The first group didn’t do enough exercise of any form; the second did enough strength but not enough aerobic; the third group did enough aerobic but not enough strength, and the fourth group met the guidelines for both.
Bennie says there are also numerous psychological benefits of strength training.
“Obesity is a complex disease – people are not failing on their weight loss attempts due to a lack of willpower, they are failing due to their biology,” says Dr Nicholas Fuller, an obesity researcher at the University of Sydney's Charles Perkins Centre.
While a complex condition, diet and exercise do help in both the prevention and treatment.

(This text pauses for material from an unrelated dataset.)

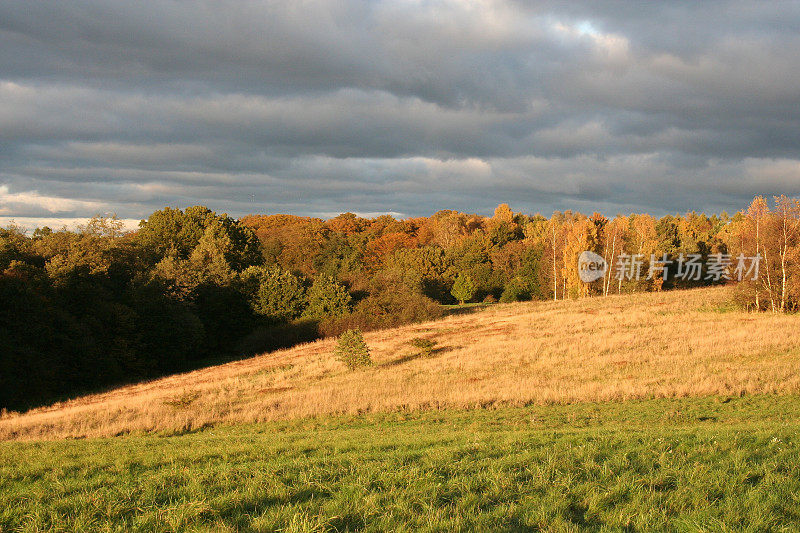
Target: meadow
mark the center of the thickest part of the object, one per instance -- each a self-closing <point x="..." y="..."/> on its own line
<point x="646" y="345"/>
<point x="665" y="411"/>
<point x="703" y="464"/>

“All forms of physical activity have a role to play in not just weight loss but most importantly, prevention of weight regain,” Fuller adds, explaining that . “We know that people who successfully maintain their weight participate in regular activity and more than 200 minutes per week.”
Less than 50 per cent of Australian adults meet the aerobic recommendations and this jumps to 85 per cent if you add in at least two sessions of strength-promoting exercise a week.
“The best type of exercise is one that a person sticks to and in an environment where one feels comfortable," said Dr Fuller. "For many, this may mean cycling on a stationary bike or performing a body-weight circuit in the comfort of their own home.
“When it comes to exercise, it is just as important as what you put in your body when trying to lose weight, because physical activity will help preserve lean body mass (muscle mass), which is a strong predictor of keeping weight off. It doesn’t matter what type a person does – any movement is good.”